Naturally, this shift to online video should further solidify YouTube’s standing as the No. 1 video-sharing site, attracting one billion unique user visits each month. And according to Google, the site’s owner, online video was already influencing car buying back in 2011, with 30 percent of car buyers that year prompted to start shopping after seeing an online video ad. The site’s research also found that 61 percent of auto purchasers visited a dealership after viewing an auto video.
But television advertising hasn’t completely deteriorated, according to a study released last year by Google and Nielsen. It suggests that YouTube and TV ads can coexist and even complement each other, with the study revealing that 25 percent of people who watch a brand’s ad on YouTube will not have seen it on TV.
Even Worthington caught on to this opportunity, with the dealer extending the reach of his commercials by uploading some of his most memorable ads — many dating back to at least 1981 — onto YouTube. Some of his videos have drawn the eyes of between 2,000 to 60,000 viewers. One clip in particular — which shows Worthington standing on his head until his ears turn red while a monkey roller skates down an aisle on his used-car lot — captured more than 315,000 views.

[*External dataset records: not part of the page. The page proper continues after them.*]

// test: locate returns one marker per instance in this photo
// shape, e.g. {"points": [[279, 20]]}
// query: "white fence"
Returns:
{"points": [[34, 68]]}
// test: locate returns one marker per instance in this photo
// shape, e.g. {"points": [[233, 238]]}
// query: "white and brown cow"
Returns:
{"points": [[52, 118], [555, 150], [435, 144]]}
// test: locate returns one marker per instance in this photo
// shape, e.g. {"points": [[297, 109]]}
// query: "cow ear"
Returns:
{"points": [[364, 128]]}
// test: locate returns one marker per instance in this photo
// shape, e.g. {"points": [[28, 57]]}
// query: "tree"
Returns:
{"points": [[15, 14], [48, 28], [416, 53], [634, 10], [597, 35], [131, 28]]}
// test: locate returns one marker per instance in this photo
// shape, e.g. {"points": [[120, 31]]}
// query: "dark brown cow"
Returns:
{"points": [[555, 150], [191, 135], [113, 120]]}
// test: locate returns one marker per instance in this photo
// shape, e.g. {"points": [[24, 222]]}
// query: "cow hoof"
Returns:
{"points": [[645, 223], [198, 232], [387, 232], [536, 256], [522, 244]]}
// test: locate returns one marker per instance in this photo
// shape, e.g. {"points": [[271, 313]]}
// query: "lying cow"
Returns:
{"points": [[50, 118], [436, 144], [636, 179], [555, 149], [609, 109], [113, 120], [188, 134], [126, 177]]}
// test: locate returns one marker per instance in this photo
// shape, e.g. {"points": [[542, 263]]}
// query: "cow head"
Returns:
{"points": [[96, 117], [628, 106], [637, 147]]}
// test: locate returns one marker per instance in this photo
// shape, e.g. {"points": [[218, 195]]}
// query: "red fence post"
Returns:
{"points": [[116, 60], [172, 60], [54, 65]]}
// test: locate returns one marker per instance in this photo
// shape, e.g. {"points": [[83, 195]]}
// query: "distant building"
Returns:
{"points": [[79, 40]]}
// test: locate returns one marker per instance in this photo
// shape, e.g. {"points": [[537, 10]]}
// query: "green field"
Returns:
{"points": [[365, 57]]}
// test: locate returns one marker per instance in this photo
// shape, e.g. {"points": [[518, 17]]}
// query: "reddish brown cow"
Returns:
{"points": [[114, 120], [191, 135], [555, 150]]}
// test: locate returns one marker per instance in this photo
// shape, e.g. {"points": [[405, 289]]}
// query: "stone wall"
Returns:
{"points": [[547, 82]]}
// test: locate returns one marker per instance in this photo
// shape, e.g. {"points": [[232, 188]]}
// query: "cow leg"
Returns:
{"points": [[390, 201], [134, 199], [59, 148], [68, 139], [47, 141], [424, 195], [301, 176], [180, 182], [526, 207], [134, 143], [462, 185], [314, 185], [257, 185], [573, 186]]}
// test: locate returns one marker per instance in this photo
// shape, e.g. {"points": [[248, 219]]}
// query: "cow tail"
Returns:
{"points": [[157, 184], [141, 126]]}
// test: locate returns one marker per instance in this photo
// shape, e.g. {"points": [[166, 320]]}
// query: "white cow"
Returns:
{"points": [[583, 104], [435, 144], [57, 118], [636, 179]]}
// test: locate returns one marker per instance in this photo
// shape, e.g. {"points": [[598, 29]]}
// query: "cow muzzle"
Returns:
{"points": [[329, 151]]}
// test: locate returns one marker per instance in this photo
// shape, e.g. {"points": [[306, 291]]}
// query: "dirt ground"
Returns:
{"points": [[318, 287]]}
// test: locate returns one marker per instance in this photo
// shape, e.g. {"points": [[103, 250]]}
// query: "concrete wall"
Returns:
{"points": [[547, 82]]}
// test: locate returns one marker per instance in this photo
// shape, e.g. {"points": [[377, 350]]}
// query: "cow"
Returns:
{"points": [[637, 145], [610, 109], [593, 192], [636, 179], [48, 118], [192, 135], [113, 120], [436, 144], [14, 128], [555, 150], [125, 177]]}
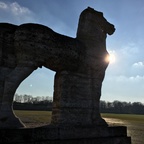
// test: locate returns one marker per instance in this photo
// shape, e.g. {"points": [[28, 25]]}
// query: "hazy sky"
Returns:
{"points": [[124, 79]]}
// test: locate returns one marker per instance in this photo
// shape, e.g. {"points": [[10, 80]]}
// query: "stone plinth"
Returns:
{"points": [[76, 100], [65, 135]]}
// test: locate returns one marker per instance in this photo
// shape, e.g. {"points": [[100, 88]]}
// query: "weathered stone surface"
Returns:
{"points": [[80, 69], [28, 46]]}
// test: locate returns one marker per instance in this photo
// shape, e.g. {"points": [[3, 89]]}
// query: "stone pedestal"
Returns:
{"points": [[76, 100], [65, 135]]}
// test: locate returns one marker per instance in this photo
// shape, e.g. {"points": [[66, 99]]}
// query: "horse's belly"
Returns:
{"points": [[43, 47]]}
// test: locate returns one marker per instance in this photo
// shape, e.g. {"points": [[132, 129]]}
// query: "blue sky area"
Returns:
{"points": [[124, 79]]}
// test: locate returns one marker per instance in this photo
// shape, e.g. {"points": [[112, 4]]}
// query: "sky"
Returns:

The likeability of an ad posted on YouTube extends beyond outright bragging rights; Magid’s data confirming that “the more people who like an ad, the more willing they are to change their behavior,” Day says.
As for what works and what doesn’t, Day offers dealers the following advice: “Remain focused on the things that matter to consumers. Dealers should stake out a position they can own in the marketplace. If that is exceptional customer service, then that’s what they should license. If consumers will believe it, they should own it. Dealers should be laser-focused on things they can deliver.”